History

United States
- Name: Thomas B. King
- Namesake: Thomas B. King
- Ordered: as type (EC2-S-C1) hull, MC hull 2369
- Builder: J.A. Jones Construction, Brunswick, Georgia
- Cost: $1,036,617
- Yard number: 154
- Way number: 2
- Laid down: 23 June 1944
- Launched: 7 August 1944
- Sponsored by: Mrs.
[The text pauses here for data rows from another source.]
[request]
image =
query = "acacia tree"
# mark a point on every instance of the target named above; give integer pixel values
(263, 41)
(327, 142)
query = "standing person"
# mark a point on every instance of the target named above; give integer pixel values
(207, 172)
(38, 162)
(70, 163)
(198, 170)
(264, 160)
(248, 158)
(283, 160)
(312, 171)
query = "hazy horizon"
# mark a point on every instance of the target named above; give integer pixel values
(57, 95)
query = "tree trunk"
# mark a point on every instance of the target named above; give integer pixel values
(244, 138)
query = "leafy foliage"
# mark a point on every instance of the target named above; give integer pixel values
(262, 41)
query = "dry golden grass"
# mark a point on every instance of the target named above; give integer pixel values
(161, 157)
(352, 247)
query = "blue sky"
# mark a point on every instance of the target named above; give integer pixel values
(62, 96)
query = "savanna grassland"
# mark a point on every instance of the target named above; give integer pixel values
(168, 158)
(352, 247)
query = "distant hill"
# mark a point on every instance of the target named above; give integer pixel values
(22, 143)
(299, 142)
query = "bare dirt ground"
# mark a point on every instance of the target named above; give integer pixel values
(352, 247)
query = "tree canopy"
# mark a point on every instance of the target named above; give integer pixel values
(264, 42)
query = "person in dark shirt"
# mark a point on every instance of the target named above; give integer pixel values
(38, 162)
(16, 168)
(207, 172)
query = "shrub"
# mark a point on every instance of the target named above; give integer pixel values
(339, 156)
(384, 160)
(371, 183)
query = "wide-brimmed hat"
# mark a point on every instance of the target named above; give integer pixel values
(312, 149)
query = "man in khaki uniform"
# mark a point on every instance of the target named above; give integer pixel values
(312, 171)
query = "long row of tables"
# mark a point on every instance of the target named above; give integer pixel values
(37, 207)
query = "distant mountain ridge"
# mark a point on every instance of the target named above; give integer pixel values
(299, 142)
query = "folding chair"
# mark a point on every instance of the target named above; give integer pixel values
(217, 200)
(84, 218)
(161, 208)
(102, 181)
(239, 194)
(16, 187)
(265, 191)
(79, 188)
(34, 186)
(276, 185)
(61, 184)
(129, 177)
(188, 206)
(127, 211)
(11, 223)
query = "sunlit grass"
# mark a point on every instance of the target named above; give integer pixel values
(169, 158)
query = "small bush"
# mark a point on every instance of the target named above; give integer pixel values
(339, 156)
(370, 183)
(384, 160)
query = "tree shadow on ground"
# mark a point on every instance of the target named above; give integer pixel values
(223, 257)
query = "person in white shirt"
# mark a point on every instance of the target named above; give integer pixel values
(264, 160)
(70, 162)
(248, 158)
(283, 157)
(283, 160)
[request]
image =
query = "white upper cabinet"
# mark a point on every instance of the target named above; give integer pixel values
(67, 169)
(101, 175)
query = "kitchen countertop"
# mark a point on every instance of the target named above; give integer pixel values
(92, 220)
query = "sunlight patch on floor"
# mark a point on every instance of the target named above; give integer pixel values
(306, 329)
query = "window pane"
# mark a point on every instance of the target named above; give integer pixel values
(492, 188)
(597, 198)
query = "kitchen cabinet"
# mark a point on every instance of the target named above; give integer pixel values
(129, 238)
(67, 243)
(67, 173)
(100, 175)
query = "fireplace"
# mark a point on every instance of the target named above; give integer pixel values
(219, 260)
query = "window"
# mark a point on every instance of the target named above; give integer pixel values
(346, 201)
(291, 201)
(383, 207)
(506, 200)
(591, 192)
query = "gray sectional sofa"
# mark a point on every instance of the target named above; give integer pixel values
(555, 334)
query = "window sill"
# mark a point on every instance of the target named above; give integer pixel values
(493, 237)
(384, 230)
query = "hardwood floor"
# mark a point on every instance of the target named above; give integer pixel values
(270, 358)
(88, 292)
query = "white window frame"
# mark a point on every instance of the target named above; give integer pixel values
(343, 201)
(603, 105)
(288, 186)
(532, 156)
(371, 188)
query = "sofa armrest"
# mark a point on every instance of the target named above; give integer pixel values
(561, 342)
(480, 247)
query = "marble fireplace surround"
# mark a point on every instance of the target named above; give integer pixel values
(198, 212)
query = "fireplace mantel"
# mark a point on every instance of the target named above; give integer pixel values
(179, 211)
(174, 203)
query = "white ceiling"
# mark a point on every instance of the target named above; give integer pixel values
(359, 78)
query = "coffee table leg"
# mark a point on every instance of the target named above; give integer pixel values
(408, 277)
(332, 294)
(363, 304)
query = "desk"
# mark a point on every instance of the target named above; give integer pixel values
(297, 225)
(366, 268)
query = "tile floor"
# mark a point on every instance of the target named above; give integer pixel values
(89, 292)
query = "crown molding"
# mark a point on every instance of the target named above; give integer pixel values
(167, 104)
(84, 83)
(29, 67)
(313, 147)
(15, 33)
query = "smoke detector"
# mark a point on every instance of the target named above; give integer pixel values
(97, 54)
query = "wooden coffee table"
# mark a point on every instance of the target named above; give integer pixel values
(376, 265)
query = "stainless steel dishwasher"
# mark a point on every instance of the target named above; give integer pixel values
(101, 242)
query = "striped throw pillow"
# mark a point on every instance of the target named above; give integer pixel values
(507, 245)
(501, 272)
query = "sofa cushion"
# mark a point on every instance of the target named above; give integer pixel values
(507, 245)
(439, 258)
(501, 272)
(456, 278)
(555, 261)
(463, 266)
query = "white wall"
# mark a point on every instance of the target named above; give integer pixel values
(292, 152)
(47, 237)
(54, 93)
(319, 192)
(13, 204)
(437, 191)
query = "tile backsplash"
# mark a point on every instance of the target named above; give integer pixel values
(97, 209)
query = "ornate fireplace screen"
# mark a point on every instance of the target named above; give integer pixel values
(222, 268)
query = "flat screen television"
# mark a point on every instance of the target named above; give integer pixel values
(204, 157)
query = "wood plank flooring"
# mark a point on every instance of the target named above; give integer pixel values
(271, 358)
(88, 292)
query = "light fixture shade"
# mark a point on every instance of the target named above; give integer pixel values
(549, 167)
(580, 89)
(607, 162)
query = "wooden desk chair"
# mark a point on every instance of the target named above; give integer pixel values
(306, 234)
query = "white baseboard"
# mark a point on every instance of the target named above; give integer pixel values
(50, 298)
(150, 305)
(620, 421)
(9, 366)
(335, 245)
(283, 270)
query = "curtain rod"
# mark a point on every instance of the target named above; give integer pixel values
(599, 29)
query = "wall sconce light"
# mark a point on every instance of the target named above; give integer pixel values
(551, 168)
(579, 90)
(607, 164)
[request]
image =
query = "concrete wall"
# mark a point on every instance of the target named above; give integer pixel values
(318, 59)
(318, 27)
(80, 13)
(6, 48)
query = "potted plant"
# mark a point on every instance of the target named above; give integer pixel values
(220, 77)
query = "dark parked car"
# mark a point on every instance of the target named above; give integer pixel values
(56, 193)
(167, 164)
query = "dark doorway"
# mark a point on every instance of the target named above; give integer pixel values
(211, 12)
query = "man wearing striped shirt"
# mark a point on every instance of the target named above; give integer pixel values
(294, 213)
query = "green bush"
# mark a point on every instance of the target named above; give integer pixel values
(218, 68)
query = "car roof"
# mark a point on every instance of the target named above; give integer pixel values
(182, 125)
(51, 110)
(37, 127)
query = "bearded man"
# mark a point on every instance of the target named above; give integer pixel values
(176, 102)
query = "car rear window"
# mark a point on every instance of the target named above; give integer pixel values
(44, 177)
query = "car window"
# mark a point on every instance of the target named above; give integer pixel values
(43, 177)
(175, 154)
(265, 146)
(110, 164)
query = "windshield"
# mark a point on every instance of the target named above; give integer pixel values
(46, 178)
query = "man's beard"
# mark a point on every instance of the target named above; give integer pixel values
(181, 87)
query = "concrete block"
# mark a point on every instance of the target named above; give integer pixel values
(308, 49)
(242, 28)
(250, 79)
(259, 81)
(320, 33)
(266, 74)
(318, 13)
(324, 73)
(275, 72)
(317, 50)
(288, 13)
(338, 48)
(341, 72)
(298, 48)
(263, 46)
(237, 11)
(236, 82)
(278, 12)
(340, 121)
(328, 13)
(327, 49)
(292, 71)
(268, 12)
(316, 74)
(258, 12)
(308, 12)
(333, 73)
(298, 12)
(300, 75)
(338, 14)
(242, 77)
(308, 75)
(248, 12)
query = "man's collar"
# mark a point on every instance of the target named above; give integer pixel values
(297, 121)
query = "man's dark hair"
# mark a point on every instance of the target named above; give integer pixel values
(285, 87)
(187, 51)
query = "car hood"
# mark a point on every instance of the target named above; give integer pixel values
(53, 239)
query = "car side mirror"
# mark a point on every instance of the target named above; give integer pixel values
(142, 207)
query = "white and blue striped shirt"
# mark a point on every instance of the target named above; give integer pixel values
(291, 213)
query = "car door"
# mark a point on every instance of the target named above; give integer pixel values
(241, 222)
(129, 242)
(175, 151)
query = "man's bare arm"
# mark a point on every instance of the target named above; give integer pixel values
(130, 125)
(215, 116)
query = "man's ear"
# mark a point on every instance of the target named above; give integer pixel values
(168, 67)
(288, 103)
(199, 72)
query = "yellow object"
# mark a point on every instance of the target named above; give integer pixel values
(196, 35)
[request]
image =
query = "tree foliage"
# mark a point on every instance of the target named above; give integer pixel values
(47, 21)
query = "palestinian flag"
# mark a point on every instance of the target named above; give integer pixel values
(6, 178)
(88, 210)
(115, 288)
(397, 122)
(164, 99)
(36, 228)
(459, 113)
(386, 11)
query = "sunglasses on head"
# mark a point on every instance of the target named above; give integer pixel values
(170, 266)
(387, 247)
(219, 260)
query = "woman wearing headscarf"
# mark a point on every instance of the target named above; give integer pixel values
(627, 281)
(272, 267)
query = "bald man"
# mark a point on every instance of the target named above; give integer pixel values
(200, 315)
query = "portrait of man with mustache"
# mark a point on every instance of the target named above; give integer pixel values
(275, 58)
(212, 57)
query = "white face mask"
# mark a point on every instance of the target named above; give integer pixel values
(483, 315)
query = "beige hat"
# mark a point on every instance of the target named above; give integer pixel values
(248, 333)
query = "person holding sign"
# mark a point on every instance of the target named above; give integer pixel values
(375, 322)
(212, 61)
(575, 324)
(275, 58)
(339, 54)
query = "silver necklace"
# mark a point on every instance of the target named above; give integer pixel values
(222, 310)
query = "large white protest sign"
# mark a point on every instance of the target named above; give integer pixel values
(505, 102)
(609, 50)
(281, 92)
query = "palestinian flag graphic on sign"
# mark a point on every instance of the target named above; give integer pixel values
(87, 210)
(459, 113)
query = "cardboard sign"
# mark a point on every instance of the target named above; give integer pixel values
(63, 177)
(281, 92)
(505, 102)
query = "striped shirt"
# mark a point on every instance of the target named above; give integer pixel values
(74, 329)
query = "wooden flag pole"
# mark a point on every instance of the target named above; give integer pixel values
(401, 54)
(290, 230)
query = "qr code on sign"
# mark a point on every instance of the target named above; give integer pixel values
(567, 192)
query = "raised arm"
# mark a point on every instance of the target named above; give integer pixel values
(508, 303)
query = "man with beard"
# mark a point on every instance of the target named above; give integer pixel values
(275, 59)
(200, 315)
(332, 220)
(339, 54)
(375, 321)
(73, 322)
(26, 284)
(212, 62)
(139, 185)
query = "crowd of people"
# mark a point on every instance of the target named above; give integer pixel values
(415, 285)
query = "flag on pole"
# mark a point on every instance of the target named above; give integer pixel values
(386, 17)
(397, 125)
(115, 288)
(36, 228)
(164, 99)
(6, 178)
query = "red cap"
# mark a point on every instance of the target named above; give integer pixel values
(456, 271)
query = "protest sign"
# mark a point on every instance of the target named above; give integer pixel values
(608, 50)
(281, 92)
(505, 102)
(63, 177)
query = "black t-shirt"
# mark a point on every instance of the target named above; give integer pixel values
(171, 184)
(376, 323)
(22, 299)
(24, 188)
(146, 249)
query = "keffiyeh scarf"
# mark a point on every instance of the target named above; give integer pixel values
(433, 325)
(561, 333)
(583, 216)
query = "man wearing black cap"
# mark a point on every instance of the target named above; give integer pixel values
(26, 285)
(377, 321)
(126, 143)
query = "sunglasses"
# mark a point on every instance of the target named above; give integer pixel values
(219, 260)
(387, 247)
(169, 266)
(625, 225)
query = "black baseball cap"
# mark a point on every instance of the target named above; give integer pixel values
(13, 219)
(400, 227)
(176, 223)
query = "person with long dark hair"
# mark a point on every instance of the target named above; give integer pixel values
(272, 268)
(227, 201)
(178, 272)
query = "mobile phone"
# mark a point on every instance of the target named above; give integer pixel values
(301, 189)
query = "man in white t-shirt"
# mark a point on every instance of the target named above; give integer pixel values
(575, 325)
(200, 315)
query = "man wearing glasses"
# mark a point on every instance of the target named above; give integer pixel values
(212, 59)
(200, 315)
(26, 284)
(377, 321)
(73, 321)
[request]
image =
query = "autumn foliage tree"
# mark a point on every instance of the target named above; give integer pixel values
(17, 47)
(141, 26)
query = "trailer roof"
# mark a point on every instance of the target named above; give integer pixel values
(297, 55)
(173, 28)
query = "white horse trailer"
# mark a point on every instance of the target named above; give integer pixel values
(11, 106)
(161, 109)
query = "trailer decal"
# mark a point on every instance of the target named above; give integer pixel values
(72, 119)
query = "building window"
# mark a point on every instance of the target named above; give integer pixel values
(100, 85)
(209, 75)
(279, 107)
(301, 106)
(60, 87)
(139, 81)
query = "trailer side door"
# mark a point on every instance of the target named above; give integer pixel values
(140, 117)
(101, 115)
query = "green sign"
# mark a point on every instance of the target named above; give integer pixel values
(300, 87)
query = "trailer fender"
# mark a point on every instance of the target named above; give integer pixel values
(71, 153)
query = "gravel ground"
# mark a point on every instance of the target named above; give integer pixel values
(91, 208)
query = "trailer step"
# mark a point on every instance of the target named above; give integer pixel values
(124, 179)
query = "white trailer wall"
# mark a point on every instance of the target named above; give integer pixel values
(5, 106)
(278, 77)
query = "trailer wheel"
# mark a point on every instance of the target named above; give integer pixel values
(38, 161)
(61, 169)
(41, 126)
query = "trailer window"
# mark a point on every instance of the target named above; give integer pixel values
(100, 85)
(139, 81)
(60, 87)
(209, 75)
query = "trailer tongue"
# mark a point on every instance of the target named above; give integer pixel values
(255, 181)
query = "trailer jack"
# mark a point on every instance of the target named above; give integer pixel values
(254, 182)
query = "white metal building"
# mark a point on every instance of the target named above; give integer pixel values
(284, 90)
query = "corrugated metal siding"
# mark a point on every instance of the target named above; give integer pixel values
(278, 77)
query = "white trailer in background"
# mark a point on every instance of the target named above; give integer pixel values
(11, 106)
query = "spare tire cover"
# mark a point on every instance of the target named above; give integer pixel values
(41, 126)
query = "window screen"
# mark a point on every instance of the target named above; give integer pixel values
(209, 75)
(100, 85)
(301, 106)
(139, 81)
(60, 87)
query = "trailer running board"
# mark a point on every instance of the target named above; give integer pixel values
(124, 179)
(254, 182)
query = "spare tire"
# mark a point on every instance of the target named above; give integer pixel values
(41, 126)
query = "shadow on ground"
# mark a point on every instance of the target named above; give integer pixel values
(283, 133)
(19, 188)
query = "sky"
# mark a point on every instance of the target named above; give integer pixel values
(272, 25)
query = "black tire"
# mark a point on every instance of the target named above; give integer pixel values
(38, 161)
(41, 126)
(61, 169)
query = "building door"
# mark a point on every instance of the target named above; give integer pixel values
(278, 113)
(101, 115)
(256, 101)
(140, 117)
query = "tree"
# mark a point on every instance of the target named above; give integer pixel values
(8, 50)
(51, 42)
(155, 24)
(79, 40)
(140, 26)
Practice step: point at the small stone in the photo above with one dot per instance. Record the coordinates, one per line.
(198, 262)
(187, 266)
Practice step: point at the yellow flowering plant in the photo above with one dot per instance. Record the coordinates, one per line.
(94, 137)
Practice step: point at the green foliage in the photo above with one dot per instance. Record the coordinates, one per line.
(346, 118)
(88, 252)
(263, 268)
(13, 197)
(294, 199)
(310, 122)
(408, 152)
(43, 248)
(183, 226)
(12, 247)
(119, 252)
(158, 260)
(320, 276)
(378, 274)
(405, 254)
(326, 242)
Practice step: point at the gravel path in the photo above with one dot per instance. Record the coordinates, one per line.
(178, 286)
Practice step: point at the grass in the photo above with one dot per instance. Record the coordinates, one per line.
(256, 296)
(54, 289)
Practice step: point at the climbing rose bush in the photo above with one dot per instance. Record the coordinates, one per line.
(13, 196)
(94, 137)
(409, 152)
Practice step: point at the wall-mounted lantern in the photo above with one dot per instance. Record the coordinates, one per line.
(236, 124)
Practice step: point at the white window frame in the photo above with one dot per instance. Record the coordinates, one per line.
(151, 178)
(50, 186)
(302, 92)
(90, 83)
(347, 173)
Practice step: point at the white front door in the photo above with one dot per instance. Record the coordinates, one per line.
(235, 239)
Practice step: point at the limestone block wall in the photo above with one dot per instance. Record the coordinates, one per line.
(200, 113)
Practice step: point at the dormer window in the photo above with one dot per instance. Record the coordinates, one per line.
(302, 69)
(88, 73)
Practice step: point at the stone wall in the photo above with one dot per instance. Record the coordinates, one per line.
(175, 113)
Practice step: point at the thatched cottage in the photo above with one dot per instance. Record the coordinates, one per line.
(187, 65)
Franklin D. Aikens
- Completed: 19 August 1944
- Identification: Call Signal: WSKL; ;
- Fate: Laid up in National Defense Reserve Fleet, Wilmington, North Carolina, 19 March 1948; Laid up in National Defense Reserve Fleet, Hudson River Group, 29 June 1953; Sold for scrapping, 15 May 1970;

General characteristics
- Class & type: Liberty ship; type EC2-S-C1, standard;
- Tonnage: 10,865 LT DWT; 7,176 GRT;
- Displacement: 3,380 long tons (3,434 t) (light); 14,245 long tons (14,474 t) (max);
- Length: 441 feet 6 inches (135 m) oa; 416 feet (127 m) pp; 427 feet (130 m) lwl;
- Beam: 57 feet (17 m)
- Draft: 27 ft 9.25 in (8.4646 m)
- Installed power: 2 × Oil fired 450 °F (232 °C) boilers, operating at 220 psi (1,500 kPa); 2,500 hp (1,900 kW);
- Propulsion: 1 × triple-expansion steam engine, (manufactured by Joshua Hendy Iron Works, Sunnyvale, California); 1 × screw propeller;
- Speed: 11.5 knots (21.3 km/h; 13.2 mph)
- Capacity: 562,608 cubic feet (15,931 m^{3}) (grain); 499,573 cubic feet (14,146 m^{3}) (bale);
- Complement: 38–62 USMM; 21–40 USNAG;
- Armament: Varied by ship; Bow-mounted 3-inch (76 mm)/50-caliber gun; Stern-mounted 4-inch (102 mm)/50-caliber gun; 2–8 × single 20-millimeter (0.79 in) Oerlikon anti-aircraft (AA) cannons and/or,; 2–8 × 37-millimeter (1.46 in) M1 AA guns;

= SS Thomas B. King =

World War II Liberty ship of the United States

SS Thomas B. King was a Liberty ship built in the United States during World War II. She was named after Thomas B. King, a United States representative from Georgia.

==Construction==
Thomas B. King was laid down on 23 June 1944, under a Maritime Commission (MARCOM) contract, MC hull 2369, by J.A. Jones Construction, Brunswick, Georgia; she was sponsored by Mrs. Franklin D. Aikens, and launched on 7 August 1944.

==History==
She was allocated to Wessel Duval & Company, on 19 August 1944. On 8 June 1950, she was laid up in the National Defense Reserve Fleet in Wilmington, North Carolina. On 19 June 1953, she was withdrawn from the fleet to be loaded with grain under the "Grain Program 1953", she relocated to the Hudson River Reserve Fleet, loaded with grain on 29 June 1953. She was withdrawn from the fleet on 11 April 1956, to have the grain unloaded and returned empty on 18 April 1956. On 8 August 1956, she was withdrawn from the fleet to be loaded with grain under the "Grain Program 1956", she returned loaded with grain on 23 August 1956. She was withdrawn from the fleet on 18 March 1961, to have the grain unloaded and returned empty on 26 March 1961. On 5 August 1961, she was withdrawn from the fleet to be loaded with grain under the "Grain Program 1961", she returned loaded with grain on 17 August 1961. She was withdrawn from the fleet on 7 August 1963, to have the grain unloaded and returned empty on 12 August 1963. On 15 May 1970, she was sold for scrapping to Union Minerals & Alloys Co. She was removed from the fleet on 9 July 1970.